Em 1995, Guilherme Fontes, o inesquecível Alexandre de "A Viagem", então no auge da fama como ator de novelas da Globo, resolveu se lançar como diretor de cinema com um projeto grandioso: transformar a biografia "Chatô, o Rei do Brasil", de Fernando Morais, em um longa-metragem. 3e3q4j
A ideia era ousada. O filme contaria a vida de Assis Chateaubriand, magnata das comunicações e figura polêmica da história brasileira. Com apoio da Lei Rouanet e da Lei do Audiovisual, Fontes conseguiu captar cerca de R$ 8,6 milhões em tempo recorde. Tudo indicava que ele estava prestes a repetir o sucesso que havia conquistado como galã da televisão, mas no comando das câmeras. Só que o sonho virou pesadelo.
"Chatô – O Rei do Brasil" deveria ter sido lançado em 1997. No entanto, a produção se arrastou por quase duas décadas. Enquanto tentava concluir o filme, Fontes mergulhou em uma batalha jurídica com a Ancine e o Tribunal de Contas da União, acusado de má gestão de recursos públicos. Foi condenado a devolver R$ 71 milhões, valor que, com juros e correções, ultraaria os R$ 80 milhões. Eita!

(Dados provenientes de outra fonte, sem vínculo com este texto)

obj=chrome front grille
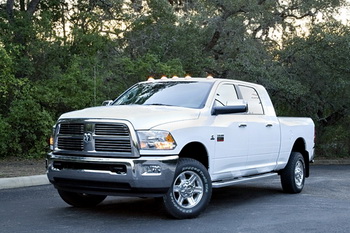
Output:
[95,138,131,153]
[55,120,135,157]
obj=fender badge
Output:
[216,134,225,142]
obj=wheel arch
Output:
[292,138,310,177]
[179,142,209,169]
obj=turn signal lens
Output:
[137,131,176,150]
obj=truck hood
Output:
[59,105,200,130]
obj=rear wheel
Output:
[280,152,305,193]
[163,158,212,219]
[58,190,107,208]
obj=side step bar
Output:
[212,173,278,188]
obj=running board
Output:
[212,173,278,188]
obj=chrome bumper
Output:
[47,153,179,196]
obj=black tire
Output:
[280,152,305,193]
[163,158,212,219]
[58,190,107,208]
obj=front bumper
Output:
[47,153,179,197]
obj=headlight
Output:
[137,131,176,150]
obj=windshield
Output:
[113,81,212,109]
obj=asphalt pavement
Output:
[0,159,350,190]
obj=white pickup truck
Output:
[47,77,314,218]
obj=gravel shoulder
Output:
[0,157,46,178]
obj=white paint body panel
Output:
[57,79,314,184]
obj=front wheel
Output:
[280,152,305,193]
[163,158,212,219]
[58,189,106,208]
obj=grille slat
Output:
[95,124,129,136]
[59,123,84,134]
[95,139,131,153]
[58,137,84,151]
[57,122,133,157]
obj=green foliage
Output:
[5,98,54,156]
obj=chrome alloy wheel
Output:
[294,160,304,188]
[173,171,204,208]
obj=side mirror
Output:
[212,101,248,115]
[102,100,113,106]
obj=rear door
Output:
[238,85,280,174]
[211,83,249,180]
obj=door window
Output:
[239,86,264,115]
[215,84,238,106]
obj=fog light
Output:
[143,165,162,175]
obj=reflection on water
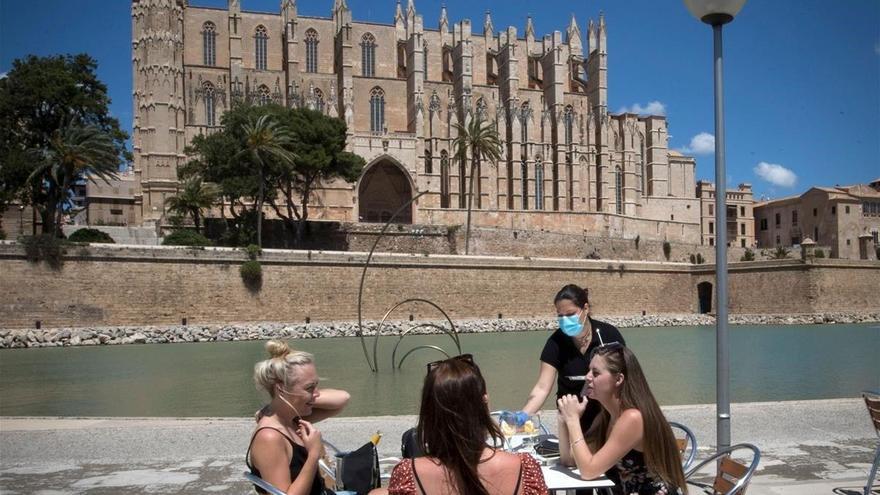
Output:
[0,324,880,416]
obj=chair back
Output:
[669,421,697,471]
[244,471,287,495]
[862,392,880,436]
[685,443,761,495]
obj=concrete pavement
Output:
[0,399,880,495]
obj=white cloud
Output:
[753,162,797,188]
[681,132,715,155]
[617,101,666,115]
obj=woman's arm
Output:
[560,406,644,479]
[251,422,321,495]
[303,388,351,423]
[522,361,556,415]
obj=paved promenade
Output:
[0,399,880,495]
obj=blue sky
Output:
[0,0,880,202]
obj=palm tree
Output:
[452,114,501,254]
[165,177,219,232]
[234,114,296,247]
[28,121,119,237]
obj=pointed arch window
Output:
[562,105,574,144]
[535,156,544,210]
[422,41,428,81]
[370,87,385,134]
[202,22,217,65]
[305,29,318,73]
[519,102,531,144]
[440,150,449,208]
[202,82,217,127]
[254,25,269,70]
[257,84,272,107]
[361,33,376,77]
[315,88,324,113]
[614,165,623,215]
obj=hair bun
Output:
[266,340,290,358]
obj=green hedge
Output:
[67,229,116,244]
[162,229,211,246]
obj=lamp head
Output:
[684,0,746,26]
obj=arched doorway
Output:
[358,159,412,223]
[697,282,712,315]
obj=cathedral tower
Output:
[131,0,186,223]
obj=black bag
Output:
[400,428,425,459]
[535,435,559,457]
[336,442,381,494]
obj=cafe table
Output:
[505,435,614,495]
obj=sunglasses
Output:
[428,354,474,373]
[590,340,623,359]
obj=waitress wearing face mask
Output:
[245,340,332,495]
[522,284,625,431]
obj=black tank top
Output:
[244,426,333,495]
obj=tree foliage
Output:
[0,54,131,234]
[181,105,365,247]
[452,115,501,254]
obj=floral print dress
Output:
[616,449,682,495]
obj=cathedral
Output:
[127,0,701,244]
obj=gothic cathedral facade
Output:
[132,0,700,244]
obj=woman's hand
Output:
[556,394,588,421]
[296,420,324,457]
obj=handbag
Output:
[535,435,559,457]
[336,442,381,495]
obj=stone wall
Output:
[0,242,880,328]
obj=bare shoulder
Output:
[614,408,644,429]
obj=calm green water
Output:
[0,324,880,416]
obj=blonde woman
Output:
[245,340,336,495]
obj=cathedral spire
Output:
[440,4,449,33]
[483,9,495,37]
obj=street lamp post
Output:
[684,0,746,450]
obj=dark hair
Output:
[416,358,504,495]
[553,284,590,308]
[584,346,687,493]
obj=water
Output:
[0,324,880,417]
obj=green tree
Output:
[452,115,501,254]
[28,122,119,237]
[270,109,366,240]
[165,176,218,232]
[0,54,131,233]
[233,113,296,247]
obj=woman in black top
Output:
[245,340,332,495]
[522,284,625,427]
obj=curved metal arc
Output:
[391,323,461,368]
[392,344,452,368]
[358,191,428,372]
[373,297,461,369]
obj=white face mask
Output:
[275,385,302,426]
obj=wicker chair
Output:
[862,392,880,495]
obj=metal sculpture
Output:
[357,191,461,373]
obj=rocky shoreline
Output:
[0,311,880,349]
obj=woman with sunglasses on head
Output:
[522,284,624,427]
[388,354,547,495]
[245,340,332,495]
[557,342,687,495]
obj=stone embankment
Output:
[0,311,880,349]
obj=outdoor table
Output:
[505,435,614,492]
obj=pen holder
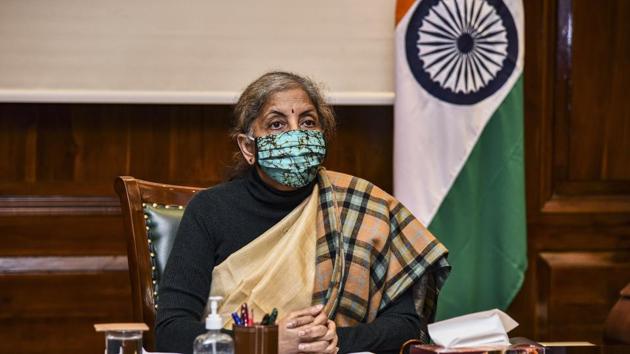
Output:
[232,324,278,354]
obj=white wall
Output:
[0,0,395,104]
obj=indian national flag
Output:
[394,0,527,318]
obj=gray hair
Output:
[230,71,337,175]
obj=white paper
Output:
[142,348,179,354]
[429,309,518,348]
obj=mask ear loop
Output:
[245,130,258,163]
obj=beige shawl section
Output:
[209,185,319,327]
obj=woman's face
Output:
[252,89,322,137]
[236,89,322,190]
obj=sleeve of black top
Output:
[337,288,422,353]
[155,195,215,354]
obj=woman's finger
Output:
[287,305,324,318]
[287,316,315,329]
[298,325,328,341]
[298,340,329,353]
[325,334,339,353]
[322,320,337,341]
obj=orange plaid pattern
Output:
[313,168,450,341]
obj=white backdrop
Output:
[0,0,395,104]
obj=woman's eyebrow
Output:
[265,109,286,117]
[300,108,316,117]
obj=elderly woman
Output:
[156,72,449,353]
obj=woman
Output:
[156,72,449,353]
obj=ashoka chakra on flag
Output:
[405,0,518,105]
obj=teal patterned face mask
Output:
[255,130,326,188]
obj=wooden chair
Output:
[114,176,202,351]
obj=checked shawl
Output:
[313,168,450,341]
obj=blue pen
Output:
[232,312,243,326]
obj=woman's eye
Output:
[269,121,284,129]
[302,118,317,128]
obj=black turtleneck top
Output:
[155,169,421,354]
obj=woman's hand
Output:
[278,305,325,354]
[278,305,339,354]
[298,319,339,354]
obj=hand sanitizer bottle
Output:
[193,296,234,354]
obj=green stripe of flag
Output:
[429,76,527,319]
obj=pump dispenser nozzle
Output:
[206,296,223,329]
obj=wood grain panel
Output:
[509,0,630,342]
[537,252,630,343]
[568,0,630,183]
[0,257,131,354]
[0,214,126,256]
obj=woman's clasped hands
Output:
[278,305,339,354]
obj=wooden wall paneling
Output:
[536,251,630,343]
[0,214,126,256]
[0,257,131,354]
[509,0,630,342]
[568,0,630,183]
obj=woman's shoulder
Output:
[186,179,243,210]
[326,170,393,200]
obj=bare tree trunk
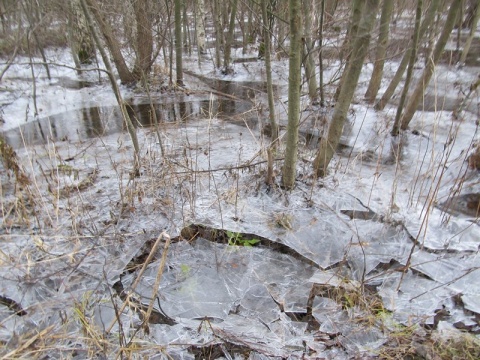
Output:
[365,0,395,104]
[459,0,480,64]
[375,0,441,110]
[175,0,184,86]
[313,0,380,177]
[303,0,318,104]
[82,0,135,84]
[334,0,365,101]
[195,0,205,54]
[131,0,153,80]
[318,0,326,107]
[212,0,223,68]
[261,0,278,149]
[223,0,238,74]
[282,0,302,189]
[340,0,365,61]
[401,0,461,130]
[80,0,140,176]
[68,0,95,67]
[391,0,423,136]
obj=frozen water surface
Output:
[0,48,480,359]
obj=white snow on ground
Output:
[0,46,480,357]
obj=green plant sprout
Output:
[226,230,260,247]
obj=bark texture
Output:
[282,0,302,189]
[313,0,380,177]
[401,0,461,130]
[365,0,395,104]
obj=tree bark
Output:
[131,0,153,80]
[261,0,278,149]
[334,0,365,101]
[303,0,318,104]
[375,0,441,110]
[68,0,95,65]
[80,0,140,176]
[391,0,423,136]
[223,0,238,74]
[401,0,461,130]
[460,0,480,64]
[195,0,205,54]
[85,0,136,84]
[365,0,395,104]
[174,0,184,86]
[313,0,380,177]
[282,0,302,189]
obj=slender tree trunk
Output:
[375,0,441,110]
[401,0,461,130]
[131,0,153,80]
[85,0,135,84]
[195,0,206,54]
[365,0,395,104]
[212,0,223,68]
[80,0,140,176]
[223,0,238,74]
[391,0,423,136]
[68,0,95,67]
[313,0,380,177]
[459,0,480,64]
[334,0,365,101]
[261,0,278,149]
[175,0,184,86]
[340,0,365,61]
[318,0,326,107]
[303,0,318,104]
[22,1,51,80]
[282,0,302,189]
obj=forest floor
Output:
[0,44,480,359]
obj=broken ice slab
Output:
[405,209,480,252]
[462,293,480,314]
[378,271,455,326]
[123,238,314,323]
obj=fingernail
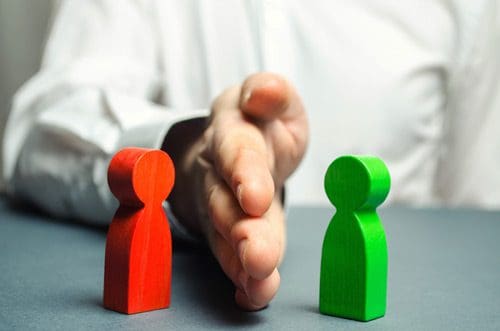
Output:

Ao longo dos anos, viu sua carreira de ator desacelerar, precisou vender bens para sustentar a produção e foi demonizado pela imprensa, que o tratava como símbolo de desperdício e irresponsabilidade. O projeto virou um estigma.
E é nesse cenário (com o filme finalmente prestes a estrear, em 2015, e com a cabeça cheia de mágoas) que ele soltou uma entrevista bombástica à revista Playboy. Entre as muitas críticas a políticos e colegas de profissão, uma frase ressoou com força especial: “O Gil foi omisso e covarde comigo".
Gilberto Gil foi Ministro da Cultura entre 2003 e 2008, no governo Lula. E segundo Guilherme Fontes, era uma peça-chave que poderia ter destravado parte do financiamento do filme naquele período. A decepção de Fontes era ainda mais profunda por conta de laços pessoais: "Ele me conhece desde criança", disse. Preta Gil, filha do músico, chegou a trabalhar no início da produção, segundo o próprio Fontes.
A expectativa era que Gil, à frente do MinC, ajudasse a encontrar soluções para concluir o longa. Mas isso nunca aconteceu. “Ele fez aquela cara de eio, de paisagem”, acusou. A gota d’água veio quando o ator, em visita ao ministério, ouviu de um assessor: “Esse projeto nunca poderia ter sido aprovado".
O cineasta respondeu de imediato: “Você conhece o projeto, já leu alguma frase dele? Fica quieto aí que você não sabe de nada". O episódio, segundo ele, selou seu destino:“Entrei para a lista 'negra' do Rangel [Manoel Rangel, então na Ancine]. E assim que ele assumiu, me proibiu de captar".
A frustração se acumulou em camadas. “O Gil não moveu uma palha, zero, estava sempre muito ocupado. Estava mais interessado em colocar a coroa de símbolo cultural do Brasil do que em entender a executividade do processo cultural", detonou. Guilherme deixou claro que esperava, no mínimo, uma tentativa de diálogo. O que recebeu foi silêncio institucional. E, para ele, isso bastava para classificar Gil como "omisso e covarde".
“As pessoas sujam as mãos no poder e não querem que os outros vejam que a mão está suja”, disparou.
"Chatô – O Rei do Brasil" estreou finalmente em novembro de 2015, exatos 20 anos após o início das filmagens. Apesar do esforço hercúleo, a produção dividiu opiniões e teve desempenho modesto nos cinemas. Mas para Fontes, o simples fato de lançá-lo já era uma vitória.